As states assert their authority, they enter muddy regulatory waters complicated not just by federal mandates, but also international laws and treaties. “Virtually everything is murky in this area and there are very few clear answers,” says Michael Glennon, professor of international law at Tufts University’s Fletcher School and author of a detailed legal analysis of state cyberlaw. States run an ongoing risk of federal preemption. “It’s always within the authority of the Congress to enact preempting legislation,” and “hard to conceive of any area involving cyberoperations that would be seen by the courts to constitute a realm of exclusive state authority,” he says. For now, states have broad jurisdiction because there’s little the federal government has done that could be viewed as preemptive. Still, Glennon says, “That could always change.”

California’s sweeping data protection law, which took effect in 2004, requires companies to bar unauthorized access to the personal information of its residents. “California really took the lead when it comes to data protection and concerns about corporations negligently misplacing or failing to protect sensitive data that they have on file,” Glennon says. “Other states have looked to California as the model for data protection.”

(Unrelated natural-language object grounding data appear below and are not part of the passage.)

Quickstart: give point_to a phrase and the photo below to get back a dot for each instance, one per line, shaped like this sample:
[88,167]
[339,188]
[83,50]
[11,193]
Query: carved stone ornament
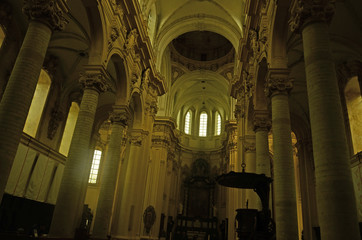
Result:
[160,141]
[278,85]
[94,80]
[114,34]
[249,84]
[307,11]
[145,78]
[5,14]
[239,111]
[249,147]
[46,11]
[254,44]
[131,41]
[50,64]
[136,139]
[152,108]
[262,124]
[56,117]
[149,218]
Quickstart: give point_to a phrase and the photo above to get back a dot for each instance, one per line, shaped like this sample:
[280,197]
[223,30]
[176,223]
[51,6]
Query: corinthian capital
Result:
[307,11]
[120,115]
[262,123]
[278,82]
[45,11]
[94,78]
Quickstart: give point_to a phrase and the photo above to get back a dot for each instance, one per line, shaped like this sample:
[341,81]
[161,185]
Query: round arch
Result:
[136,109]
[118,70]
[185,25]
[279,29]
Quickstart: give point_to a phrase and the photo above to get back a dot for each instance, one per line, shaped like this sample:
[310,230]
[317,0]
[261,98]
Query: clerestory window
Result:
[188,122]
[203,124]
[93,176]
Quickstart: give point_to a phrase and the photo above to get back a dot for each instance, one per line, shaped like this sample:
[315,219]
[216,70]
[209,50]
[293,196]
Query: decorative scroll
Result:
[262,124]
[46,11]
[278,83]
[307,11]
[94,80]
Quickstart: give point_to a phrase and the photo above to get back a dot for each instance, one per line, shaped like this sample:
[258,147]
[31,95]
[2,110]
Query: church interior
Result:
[181,119]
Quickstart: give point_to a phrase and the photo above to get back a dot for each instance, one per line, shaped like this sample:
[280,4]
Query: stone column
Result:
[307,178]
[335,194]
[157,174]
[251,197]
[128,219]
[119,118]
[65,217]
[262,125]
[44,18]
[278,86]
[232,194]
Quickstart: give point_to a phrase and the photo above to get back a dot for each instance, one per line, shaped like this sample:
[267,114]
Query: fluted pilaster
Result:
[119,118]
[334,186]
[44,16]
[76,172]
[278,86]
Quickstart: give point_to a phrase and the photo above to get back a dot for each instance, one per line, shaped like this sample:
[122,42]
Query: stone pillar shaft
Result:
[65,217]
[250,161]
[109,175]
[262,126]
[130,211]
[335,194]
[19,93]
[284,180]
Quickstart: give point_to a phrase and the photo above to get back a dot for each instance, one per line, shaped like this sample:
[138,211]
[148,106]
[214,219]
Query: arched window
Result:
[218,124]
[37,104]
[95,166]
[188,122]
[69,129]
[203,124]
[2,36]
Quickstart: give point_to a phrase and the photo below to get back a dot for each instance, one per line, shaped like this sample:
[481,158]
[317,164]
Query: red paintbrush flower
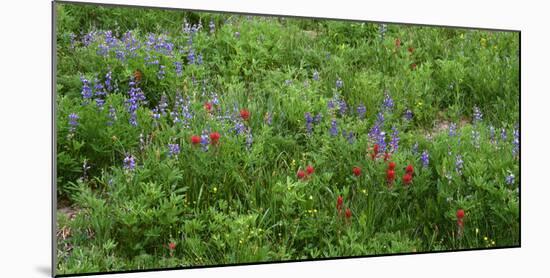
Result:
[460,218]
[245,114]
[214,137]
[387,156]
[301,174]
[339,203]
[409,169]
[460,214]
[357,171]
[390,175]
[208,106]
[375,148]
[407,179]
[195,139]
[348,213]
[172,245]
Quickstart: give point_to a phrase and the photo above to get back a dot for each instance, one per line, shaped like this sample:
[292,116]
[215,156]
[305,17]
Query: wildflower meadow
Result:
[201,138]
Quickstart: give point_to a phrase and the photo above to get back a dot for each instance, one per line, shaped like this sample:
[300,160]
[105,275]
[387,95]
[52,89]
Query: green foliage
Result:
[239,201]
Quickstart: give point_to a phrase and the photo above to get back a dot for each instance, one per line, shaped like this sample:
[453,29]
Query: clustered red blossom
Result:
[245,114]
[340,206]
[356,171]
[303,175]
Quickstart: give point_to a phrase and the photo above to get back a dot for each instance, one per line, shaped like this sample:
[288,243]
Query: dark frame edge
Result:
[54,140]
[54,144]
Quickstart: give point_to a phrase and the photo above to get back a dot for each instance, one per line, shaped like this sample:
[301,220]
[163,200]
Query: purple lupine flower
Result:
[394,143]
[129,162]
[376,128]
[112,115]
[361,111]
[173,149]
[199,59]
[214,98]
[492,134]
[316,75]
[388,102]
[102,50]
[503,135]
[141,142]
[131,43]
[99,89]
[459,164]
[88,38]
[382,29]
[205,140]
[350,137]
[515,149]
[425,157]
[100,103]
[161,72]
[339,83]
[120,55]
[155,113]
[239,126]
[333,127]
[415,148]
[268,118]
[318,118]
[86,89]
[475,138]
[381,141]
[452,130]
[510,179]
[136,96]
[249,139]
[212,26]
[185,112]
[85,168]
[343,107]
[408,115]
[191,56]
[163,104]
[309,123]
[73,122]
[72,37]
[179,68]
[108,80]
[477,115]
[110,40]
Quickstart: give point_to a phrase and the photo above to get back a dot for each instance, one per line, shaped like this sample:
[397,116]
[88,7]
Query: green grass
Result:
[241,200]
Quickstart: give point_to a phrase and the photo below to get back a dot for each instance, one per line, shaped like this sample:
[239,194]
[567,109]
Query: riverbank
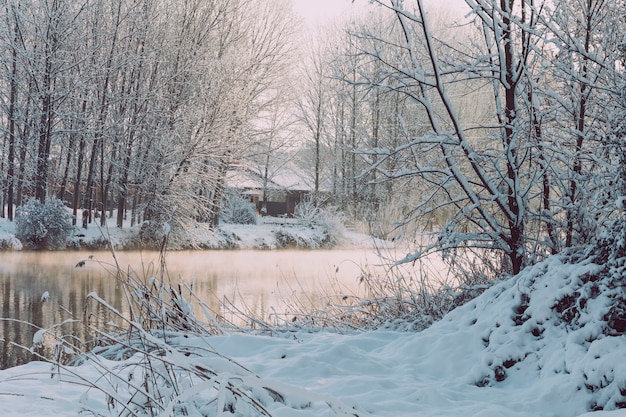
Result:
[269,233]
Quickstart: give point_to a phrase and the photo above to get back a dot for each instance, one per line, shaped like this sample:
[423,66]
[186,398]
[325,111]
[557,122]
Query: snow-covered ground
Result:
[548,342]
[269,233]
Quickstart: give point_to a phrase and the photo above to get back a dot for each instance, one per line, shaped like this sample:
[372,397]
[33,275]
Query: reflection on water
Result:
[256,281]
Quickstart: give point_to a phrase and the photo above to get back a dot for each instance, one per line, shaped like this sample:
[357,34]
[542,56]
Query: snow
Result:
[524,348]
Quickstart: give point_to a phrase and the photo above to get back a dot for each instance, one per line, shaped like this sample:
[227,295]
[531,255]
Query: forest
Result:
[500,129]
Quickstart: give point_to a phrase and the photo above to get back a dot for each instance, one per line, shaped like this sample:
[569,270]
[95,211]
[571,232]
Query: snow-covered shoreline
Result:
[268,233]
[511,352]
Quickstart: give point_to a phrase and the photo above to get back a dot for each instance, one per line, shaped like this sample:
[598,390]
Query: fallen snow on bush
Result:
[548,342]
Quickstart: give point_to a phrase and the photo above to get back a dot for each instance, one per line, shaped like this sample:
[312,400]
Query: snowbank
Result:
[269,233]
[549,342]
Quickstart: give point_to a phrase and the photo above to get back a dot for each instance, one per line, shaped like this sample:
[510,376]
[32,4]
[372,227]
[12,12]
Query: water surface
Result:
[46,289]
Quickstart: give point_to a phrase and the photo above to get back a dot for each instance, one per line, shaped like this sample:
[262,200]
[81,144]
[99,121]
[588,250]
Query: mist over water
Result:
[259,282]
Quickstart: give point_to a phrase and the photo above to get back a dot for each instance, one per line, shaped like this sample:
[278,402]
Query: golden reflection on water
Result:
[259,282]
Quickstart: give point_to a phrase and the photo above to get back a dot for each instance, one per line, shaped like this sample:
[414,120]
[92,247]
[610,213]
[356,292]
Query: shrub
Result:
[329,221]
[237,210]
[43,226]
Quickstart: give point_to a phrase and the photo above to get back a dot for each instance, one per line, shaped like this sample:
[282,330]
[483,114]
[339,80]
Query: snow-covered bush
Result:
[43,226]
[329,221]
[237,210]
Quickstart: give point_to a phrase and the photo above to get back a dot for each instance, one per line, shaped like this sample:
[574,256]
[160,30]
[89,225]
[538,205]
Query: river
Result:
[44,289]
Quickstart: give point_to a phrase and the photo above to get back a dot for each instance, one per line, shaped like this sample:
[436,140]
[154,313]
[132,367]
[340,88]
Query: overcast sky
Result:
[316,12]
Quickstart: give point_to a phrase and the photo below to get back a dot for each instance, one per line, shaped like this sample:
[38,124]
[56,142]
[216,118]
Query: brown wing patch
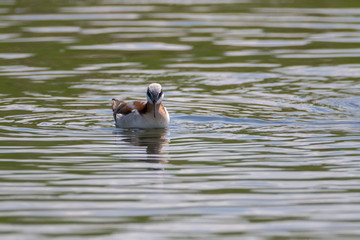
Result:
[140,106]
[127,107]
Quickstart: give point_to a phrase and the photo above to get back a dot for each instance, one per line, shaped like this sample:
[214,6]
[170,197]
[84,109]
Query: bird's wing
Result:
[124,108]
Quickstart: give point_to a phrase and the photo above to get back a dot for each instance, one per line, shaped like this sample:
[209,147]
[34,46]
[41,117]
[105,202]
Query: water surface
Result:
[264,104]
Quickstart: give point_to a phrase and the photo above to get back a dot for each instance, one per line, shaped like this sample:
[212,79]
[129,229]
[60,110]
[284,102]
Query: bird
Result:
[142,114]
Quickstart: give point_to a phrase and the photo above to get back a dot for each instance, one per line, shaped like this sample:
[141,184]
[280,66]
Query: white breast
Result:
[137,120]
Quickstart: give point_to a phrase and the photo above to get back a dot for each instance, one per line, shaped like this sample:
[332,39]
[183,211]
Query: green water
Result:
[264,100]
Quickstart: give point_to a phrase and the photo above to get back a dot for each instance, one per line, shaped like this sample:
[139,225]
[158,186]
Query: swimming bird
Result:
[140,114]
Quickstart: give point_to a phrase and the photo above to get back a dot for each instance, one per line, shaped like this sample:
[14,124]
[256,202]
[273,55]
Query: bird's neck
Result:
[150,107]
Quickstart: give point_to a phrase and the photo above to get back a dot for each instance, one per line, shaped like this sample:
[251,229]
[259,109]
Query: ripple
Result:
[263,43]
[15,55]
[107,9]
[53,29]
[133,46]
[345,70]
[68,17]
[221,65]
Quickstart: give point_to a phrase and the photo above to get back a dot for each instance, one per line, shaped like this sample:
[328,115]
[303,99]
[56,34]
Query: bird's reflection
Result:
[153,139]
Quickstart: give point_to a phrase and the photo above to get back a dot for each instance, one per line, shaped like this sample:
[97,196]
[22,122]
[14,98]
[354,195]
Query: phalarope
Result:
[139,114]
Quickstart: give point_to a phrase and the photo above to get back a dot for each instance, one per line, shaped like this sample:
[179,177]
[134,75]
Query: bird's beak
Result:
[154,108]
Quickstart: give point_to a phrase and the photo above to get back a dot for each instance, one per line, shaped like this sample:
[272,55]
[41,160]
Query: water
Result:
[264,101]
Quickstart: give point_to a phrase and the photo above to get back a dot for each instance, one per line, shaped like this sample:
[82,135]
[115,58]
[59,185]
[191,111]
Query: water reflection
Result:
[152,139]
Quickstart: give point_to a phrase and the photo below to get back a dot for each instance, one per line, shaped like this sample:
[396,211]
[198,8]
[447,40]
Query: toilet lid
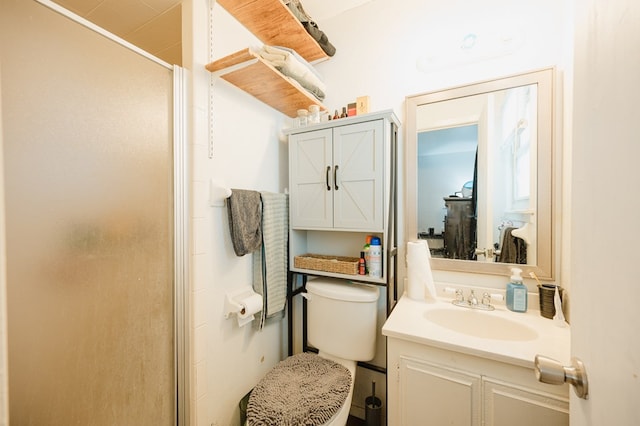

The hodgepodge of state laws and the Internet’s global structure have given rise to legal quirks. A similar Massachusetts law that took effect in 2010 applies to residents wherever they travel, and to stores in other countries that retain the credit card data of Massachusetts residents -- even when purchases are made online. If a Paris hotel keeps computer files on dozens of vacationers from different states, it might be forced to comply with numerous U.S. data protection plans, Glennon says. “Unless all these plans get harmonized through preemptive federal legislation, some entities are going to confront a disincentive for dealing with Americans,” he warns.

With the collapse of federal cybersecurity legislation, lawmakers are sparring over the direction of a fresh legislative push and whether President Obama should issue an executive order to create a new program to protect critical infrastructure. In the meantime, state security officers are left to wonder each day if they’ve done enough to safeguard their networks against the sort of catastrophic breach -- like the 2003 blackout -- that’s guaranteed to stir Washington into action.